Environmental Science

Landfills Burn, Glacier Lakes at Risk of Flood during Record Heatwaves in India and Pakistan

Landfills Burn, Glacier Lakes at Risk of Flood during Record Heatwaves in India and Pakistan

According to the Indian Meteorological Department, India and Pakistan are now suffering harsh and fatal heatwaves, with average maximum temperatures at their highest since records began 122 years ago (IMD). Last month, temperatures in New Delhi easily surpassed 40°C (104°F), a temperature anomaly of several degrees that lasted seven days. Since then, temperatures in regions of West Rajasthan, Punjab, Madhya Pradesh, and Vidarbha have reached 44-46°C. The greatest maximum temperature so far was 46.6°C in Chandrapur, Vidarbha, on April 30.

Temperatures are much over what is deemed safe for humans, and calamities are occurring as a result of the extreme heat. For several days, New Delhi has been surrounded by smoldering garbage. After spontaneously combusting owing to the heat, a rubbish dump mountain 73 meters tall and 4,570 meters broad (240 and 15,000 feet respectively) has been spewing hazardous fumes into the air. The Pakistan Meteorological Department (PMD) has issued a warning about the potential of melting Glacier Lake flooding in Pakistani locations. 

According to CNN, cities Jacobabad and Sibi reached 47°C (116.6°F) on Friday, the highest temperature recorded in any city in the Northern Hemisphere on that day, according to PMD statistics. In India, the media reports a lack of coal, the principal fuel for the country’s many power plants, resulting in power outages for millions for up to nine hours a day, as well as a water crisis, which is projected to last until the annual monsoon rains arrive in June and July.

The heatwave is occuring during Ramadan’s final week, making it much more challenging for the millions of Muslims in India and Pakistan who are fasting and not drinking water during daylight hours. Heat management strategies have helped India and Pakistan reduce the number of deaths caused by heatwaves in recent years, but the heatwaves have become more severe. In India, pre-monsoon heatwaves have grown in frequency, duration, magnitude, and severity during the last 30 years, and are predicted to continue to do so as the climate crisis unfolds. 

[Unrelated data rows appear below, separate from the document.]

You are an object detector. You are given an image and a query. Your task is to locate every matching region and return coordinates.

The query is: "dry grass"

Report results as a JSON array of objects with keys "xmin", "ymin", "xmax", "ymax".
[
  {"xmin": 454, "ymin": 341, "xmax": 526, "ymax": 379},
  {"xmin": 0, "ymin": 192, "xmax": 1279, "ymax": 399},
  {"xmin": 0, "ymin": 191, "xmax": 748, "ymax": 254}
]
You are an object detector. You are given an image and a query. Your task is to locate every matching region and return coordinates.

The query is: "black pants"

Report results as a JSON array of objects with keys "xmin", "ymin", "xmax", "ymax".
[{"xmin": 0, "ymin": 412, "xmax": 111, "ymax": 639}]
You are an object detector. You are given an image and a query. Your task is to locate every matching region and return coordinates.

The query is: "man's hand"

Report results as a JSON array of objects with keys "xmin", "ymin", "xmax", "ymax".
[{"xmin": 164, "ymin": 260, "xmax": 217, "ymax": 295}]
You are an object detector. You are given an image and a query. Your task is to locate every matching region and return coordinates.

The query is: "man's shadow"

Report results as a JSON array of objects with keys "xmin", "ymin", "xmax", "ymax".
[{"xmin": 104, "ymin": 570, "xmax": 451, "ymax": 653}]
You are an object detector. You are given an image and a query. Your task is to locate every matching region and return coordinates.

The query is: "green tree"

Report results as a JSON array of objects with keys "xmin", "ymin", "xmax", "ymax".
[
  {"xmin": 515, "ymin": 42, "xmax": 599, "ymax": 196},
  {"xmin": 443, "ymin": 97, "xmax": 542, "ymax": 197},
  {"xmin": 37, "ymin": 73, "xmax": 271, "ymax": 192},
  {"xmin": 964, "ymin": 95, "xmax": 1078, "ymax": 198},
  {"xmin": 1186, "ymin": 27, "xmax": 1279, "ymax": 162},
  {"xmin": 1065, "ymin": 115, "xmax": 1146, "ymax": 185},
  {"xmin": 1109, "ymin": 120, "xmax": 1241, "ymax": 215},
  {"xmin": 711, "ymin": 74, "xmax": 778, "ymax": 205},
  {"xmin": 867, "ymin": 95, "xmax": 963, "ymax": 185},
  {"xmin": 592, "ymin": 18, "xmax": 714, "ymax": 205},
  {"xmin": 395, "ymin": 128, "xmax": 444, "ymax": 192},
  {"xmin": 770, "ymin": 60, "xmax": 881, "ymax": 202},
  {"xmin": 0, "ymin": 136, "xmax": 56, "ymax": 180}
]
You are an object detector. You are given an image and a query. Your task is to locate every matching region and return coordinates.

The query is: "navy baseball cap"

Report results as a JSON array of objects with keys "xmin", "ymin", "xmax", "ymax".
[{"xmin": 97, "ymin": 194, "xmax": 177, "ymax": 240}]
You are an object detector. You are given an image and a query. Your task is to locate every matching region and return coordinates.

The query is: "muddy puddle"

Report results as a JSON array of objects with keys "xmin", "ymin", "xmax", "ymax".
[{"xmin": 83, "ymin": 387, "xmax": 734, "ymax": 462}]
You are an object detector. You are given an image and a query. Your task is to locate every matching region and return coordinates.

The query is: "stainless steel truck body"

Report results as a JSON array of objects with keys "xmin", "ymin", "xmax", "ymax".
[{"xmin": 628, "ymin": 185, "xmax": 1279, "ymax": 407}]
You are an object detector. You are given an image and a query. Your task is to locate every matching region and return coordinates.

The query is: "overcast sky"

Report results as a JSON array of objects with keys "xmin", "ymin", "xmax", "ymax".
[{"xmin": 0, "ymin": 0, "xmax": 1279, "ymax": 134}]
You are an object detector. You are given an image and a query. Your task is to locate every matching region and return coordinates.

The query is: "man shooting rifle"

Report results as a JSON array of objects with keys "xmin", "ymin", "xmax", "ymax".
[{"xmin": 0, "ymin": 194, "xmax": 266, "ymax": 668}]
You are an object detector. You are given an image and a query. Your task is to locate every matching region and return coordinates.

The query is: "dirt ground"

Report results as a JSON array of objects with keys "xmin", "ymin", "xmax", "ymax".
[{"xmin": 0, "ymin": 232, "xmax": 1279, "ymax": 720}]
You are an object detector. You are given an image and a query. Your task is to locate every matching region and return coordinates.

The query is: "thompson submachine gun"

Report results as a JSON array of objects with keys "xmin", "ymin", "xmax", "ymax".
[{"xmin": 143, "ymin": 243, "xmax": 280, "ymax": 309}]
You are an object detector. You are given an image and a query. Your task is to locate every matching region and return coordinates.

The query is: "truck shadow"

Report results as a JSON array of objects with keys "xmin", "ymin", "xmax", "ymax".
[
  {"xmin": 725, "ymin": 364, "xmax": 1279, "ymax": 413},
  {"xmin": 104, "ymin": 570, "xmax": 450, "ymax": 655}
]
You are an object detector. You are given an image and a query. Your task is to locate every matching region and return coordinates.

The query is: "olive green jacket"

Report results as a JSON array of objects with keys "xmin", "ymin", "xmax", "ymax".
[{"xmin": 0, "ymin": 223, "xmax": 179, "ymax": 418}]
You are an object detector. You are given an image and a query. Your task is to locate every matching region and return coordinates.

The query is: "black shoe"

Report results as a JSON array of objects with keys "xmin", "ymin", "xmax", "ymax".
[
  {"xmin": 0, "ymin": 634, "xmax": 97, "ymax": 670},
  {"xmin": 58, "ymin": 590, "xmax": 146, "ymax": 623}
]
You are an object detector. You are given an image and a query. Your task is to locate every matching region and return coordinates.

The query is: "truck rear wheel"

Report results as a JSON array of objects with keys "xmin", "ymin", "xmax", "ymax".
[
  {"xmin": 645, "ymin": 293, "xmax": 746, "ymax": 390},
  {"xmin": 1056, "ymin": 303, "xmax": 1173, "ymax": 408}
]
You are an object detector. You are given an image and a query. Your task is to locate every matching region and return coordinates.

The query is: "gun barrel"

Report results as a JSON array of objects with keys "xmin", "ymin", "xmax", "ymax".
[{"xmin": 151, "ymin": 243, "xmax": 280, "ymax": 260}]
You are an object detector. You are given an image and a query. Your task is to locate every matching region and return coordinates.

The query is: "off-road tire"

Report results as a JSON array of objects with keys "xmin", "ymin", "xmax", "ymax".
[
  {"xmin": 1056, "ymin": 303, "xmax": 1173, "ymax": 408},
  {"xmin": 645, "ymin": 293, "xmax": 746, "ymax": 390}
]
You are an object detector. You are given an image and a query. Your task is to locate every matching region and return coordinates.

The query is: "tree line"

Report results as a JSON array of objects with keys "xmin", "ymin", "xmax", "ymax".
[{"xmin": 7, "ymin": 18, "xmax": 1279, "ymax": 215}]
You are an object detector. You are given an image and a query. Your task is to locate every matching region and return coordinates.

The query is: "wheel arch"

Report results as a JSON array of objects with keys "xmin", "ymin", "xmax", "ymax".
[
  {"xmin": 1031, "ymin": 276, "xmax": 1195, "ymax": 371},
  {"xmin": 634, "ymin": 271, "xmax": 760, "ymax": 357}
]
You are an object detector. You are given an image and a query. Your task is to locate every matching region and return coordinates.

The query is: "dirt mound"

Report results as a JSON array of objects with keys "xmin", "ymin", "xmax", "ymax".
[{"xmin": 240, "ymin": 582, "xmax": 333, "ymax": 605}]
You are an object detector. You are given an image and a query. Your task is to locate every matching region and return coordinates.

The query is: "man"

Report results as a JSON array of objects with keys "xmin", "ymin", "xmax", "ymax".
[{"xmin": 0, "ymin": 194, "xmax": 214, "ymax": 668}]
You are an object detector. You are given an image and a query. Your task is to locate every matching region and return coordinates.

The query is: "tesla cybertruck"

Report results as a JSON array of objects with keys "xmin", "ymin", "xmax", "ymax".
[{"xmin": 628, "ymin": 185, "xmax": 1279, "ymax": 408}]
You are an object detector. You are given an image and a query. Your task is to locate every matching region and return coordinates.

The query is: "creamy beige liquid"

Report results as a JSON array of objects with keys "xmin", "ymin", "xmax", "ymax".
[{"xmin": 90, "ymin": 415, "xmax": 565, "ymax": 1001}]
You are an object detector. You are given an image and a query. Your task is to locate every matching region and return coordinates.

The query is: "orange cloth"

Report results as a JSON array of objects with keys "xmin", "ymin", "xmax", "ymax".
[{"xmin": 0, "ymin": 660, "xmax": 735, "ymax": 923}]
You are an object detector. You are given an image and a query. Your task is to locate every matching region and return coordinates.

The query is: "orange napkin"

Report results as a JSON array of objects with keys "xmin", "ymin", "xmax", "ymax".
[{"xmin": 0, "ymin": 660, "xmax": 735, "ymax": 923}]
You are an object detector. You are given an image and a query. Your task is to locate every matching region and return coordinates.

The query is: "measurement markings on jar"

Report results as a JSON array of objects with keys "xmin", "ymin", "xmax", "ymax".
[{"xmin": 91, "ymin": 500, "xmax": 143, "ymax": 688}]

The high heat is expected to last till May 2, according to the Indian Meteorological Department. Heat waves have engulfed significant regions of India and Pakistan, affecting hundreds of millions of people in one of the world’s most densely inhabited areas. Both nations’ national meteorological and hydrological departments are collaborating with health and disaster management organizations to implement heat health action plans that have saved lives in recent years.